Tanitnews

Etats-Unis/Union Européenne : Trump et l'Europe en plein divorce


La réunion à laquelle participera le président afghan Ashraf Ghani, devrait être l'occasion d'entendre Donald Trump sur la question afghane, un an après son annonce surprise de l'envoi de troupes américaines supplémentaires sur le terrain. Il a mis le sommet sous pression à coup de messages sur son compte Twitter et de déclarations peu amènes à l'adresse des mauvais payeurs.

"L'Allemagne est complètement contrôlée par la Russie (.) elle est prisonnière de la Russie", avait-il lancé dans une tirade d'une rare dureté dans ce genre de rendez-vous entre alliés. "L'Allemagne vient de commencer à payer à la Russie, le pays dont elle veut se protéger, des milliards de dollars pour ses besoins en énergie provenant d'un nouveau gazoduc en provenance de Russie".

"Les Alliés pouvaient être inquiets, car hier j'étais extrêmement insatisfait de ce qui se passait et ils ont considérablement renforcé leurs engagements". Le président américain "a commencé par dire qu'il avait beaucoup d'estime pour les Européens et, deux secondes plus tard, il a lancé son discours sur le partage du fardeau pour les dépenses de défense", a expliqué le chef de la diplomatie luxembourgeoise Jean Asselborn.

"J'ai obtenu des progrès extraordinaires par rapport à mes prédécesseurs", a-t-il soutenu.
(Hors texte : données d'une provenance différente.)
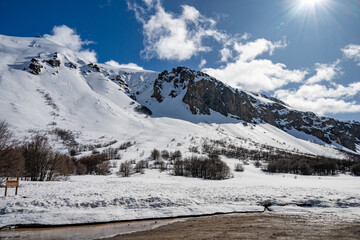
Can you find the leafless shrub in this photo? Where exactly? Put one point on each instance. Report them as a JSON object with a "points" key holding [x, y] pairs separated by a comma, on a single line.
{"points": [[155, 154], [41, 163], [140, 166], [194, 149], [112, 153], [208, 168], [239, 167], [94, 164], [125, 145], [125, 169], [165, 154]]}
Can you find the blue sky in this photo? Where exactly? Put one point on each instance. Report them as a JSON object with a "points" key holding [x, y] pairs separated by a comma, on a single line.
{"points": [[305, 52]]}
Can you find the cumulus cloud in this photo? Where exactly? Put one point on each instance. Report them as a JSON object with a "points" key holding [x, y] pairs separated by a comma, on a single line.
{"points": [[325, 72], [321, 99], [314, 95], [250, 50], [174, 37], [352, 51], [67, 37], [248, 73], [128, 65], [202, 63], [226, 54]]}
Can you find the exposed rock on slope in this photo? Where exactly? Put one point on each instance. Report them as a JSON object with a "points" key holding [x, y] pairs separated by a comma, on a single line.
{"points": [[204, 92]]}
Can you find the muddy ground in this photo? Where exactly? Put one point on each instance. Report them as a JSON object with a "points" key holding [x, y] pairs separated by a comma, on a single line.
{"points": [[254, 226]]}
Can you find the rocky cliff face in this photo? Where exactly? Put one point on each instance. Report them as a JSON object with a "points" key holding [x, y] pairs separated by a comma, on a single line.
{"points": [[203, 93]]}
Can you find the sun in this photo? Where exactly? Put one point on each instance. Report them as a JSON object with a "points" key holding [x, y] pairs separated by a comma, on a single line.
{"points": [[311, 3]]}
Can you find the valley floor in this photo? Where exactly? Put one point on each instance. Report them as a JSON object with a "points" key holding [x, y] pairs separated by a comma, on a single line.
{"points": [[87, 199], [253, 226]]}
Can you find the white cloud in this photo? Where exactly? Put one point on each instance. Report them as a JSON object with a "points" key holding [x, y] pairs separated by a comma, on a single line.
{"points": [[325, 72], [226, 54], [321, 99], [256, 75], [251, 50], [172, 37], [129, 65], [202, 63], [352, 51], [67, 37], [252, 74]]}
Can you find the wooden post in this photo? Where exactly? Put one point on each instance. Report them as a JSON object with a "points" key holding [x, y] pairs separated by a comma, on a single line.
{"points": [[17, 186], [6, 186], [12, 183]]}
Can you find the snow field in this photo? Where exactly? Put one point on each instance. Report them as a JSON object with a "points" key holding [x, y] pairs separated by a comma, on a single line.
{"points": [[84, 199]]}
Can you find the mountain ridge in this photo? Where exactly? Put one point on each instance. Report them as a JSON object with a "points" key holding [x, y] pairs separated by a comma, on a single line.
{"points": [[71, 92]]}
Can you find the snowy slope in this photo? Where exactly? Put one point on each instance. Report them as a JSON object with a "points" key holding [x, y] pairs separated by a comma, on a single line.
{"points": [[95, 101], [85, 199]]}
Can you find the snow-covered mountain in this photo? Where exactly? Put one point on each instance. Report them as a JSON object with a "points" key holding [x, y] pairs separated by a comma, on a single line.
{"points": [[44, 86]]}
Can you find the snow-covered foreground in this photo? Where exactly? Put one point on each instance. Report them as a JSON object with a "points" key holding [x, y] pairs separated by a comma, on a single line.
{"points": [[84, 199]]}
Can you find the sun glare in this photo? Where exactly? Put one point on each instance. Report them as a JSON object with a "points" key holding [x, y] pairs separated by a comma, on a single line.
{"points": [[311, 3]]}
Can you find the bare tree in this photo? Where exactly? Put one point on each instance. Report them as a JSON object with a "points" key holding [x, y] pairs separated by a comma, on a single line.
{"points": [[155, 154], [11, 159], [125, 169]]}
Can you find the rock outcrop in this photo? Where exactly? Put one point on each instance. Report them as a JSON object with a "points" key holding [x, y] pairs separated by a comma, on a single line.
{"points": [[203, 92]]}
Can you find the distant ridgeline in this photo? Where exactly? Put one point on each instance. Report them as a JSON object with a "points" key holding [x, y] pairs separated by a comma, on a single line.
{"points": [[204, 92]]}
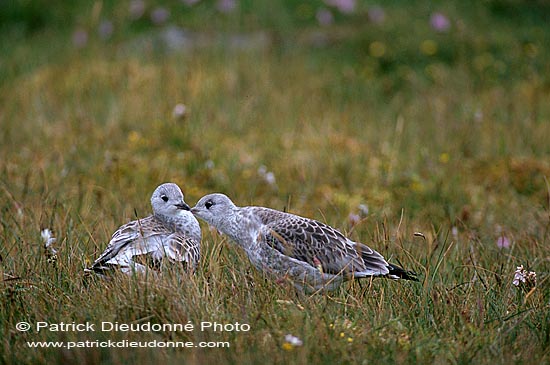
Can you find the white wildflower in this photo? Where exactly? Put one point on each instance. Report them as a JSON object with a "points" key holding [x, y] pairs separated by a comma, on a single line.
{"points": [[293, 340], [268, 176]]}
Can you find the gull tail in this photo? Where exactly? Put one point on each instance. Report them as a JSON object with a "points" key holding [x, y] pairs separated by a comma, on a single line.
{"points": [[397, 272]]}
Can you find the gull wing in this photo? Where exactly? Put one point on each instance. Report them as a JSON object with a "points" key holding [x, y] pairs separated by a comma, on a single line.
{"points": [[319, 245]]}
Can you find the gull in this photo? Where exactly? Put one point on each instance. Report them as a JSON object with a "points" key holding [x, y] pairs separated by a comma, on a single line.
{"points": [[312, 255], [172, 232]]}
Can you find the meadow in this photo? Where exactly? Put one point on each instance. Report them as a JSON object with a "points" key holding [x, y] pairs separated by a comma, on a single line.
{"points": [[421, 130]]}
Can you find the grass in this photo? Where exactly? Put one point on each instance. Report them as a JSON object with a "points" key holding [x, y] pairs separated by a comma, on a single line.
{"points": [[448, 150]]}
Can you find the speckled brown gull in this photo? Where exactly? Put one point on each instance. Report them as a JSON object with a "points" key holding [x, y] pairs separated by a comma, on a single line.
{"points": [[172, 232], [313, 255]]}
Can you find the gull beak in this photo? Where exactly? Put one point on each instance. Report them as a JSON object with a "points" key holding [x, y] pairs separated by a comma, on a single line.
{"points": [[182, 206]]}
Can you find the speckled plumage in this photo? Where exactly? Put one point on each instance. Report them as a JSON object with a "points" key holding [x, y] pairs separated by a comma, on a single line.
{"points": [[313, 255], [172, 232]]}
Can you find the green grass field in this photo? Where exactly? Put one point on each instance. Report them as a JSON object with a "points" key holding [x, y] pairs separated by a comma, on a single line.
{"points": [[443, 134]]}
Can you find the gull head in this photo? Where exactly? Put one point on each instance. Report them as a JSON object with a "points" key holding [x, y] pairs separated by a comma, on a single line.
{"points": [[214, 209], [167, 199]]}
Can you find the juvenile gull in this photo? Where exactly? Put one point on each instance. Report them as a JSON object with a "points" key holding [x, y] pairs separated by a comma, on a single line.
{"points": [[172, 232], [313, 255]]}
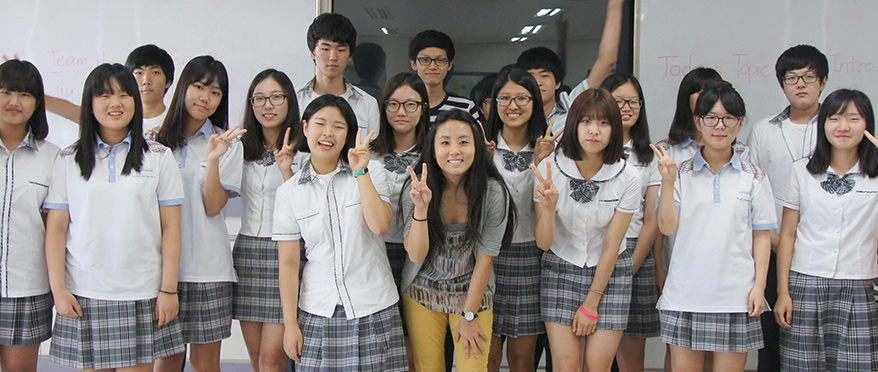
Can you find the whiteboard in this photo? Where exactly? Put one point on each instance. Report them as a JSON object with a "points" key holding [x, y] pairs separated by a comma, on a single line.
{"points": [[742, 40], [66, 39]]}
Rompant avec le ton policé de ses prédécesseurs, le président du Conseil européen, le Polonais Donald Tusk, l'a interpelé mardi pour lui dire combien ses critiques presque quotidiennes étaient déplaisantes et l'a invité à "mieux considérer" ses alliés "car l'Amérique n'en a pas tant que ça".

La chancelière Merkel a néanmoins rétorqué que les Allemands savaient que "nous devons faire plus et que nous le faisons depuis un certain temps".

États-Unis. Trump nomme le conservateur Brett Kavanaugh à la Cour suprême
Trump a rejeté l'idée d'une politisation de la Cour suprême, une critique renforcée depuis que la haute cour a désigné George W. Plus récemment, Kavanaugh s'était opposé à l'avortement d'une adolescente entrée illégalement aux Etats-Unis.

"Je crois en l'OTAN".

"Maintenant, nous sommes très heureux d'avoir une Otan très puissante, très forte, beaucoup plus forte qu'il y a deux jours", a poursuivi le président américain.

Emmanuel Macron a "appelé" selon l'Elysée les dirigeants des 28 autres Etats membres de l'Otan à "ne pas fragiliser l'Alliance", pendant le sommet qui s'est ouvert en début d'après-midi au siège de cette organisation à Bruxelles. Il insiste pour que ces derniers augmenter leurs dépenses militaires pour qu'elles atteignent 4% de leur PIB, un chiffre bien supérieur à l'objectif initial de 2%.

Au-delà de l'effort de défense, d'autres questions seront abordées par les 29 chefs d'Etat et de gouvernement, qui ont invité officiellement la Macédoine à entamer des négociations d'adhésion à l'Alliance et ont fait part de leur inquiétude face aux menaces posées par la Russie, l'Iran et la Corée du Nord.

"Nous sommes pleinement en ligne avec ce qui a été acté dans la déclaration finale qui a été adoptée mercredi de manière consensuelle", a-t-elle précisé. Les Alliés souhaitent avoir des éclaircissements sur les intentions du président américain avant sa rencontre avec son homologue russe.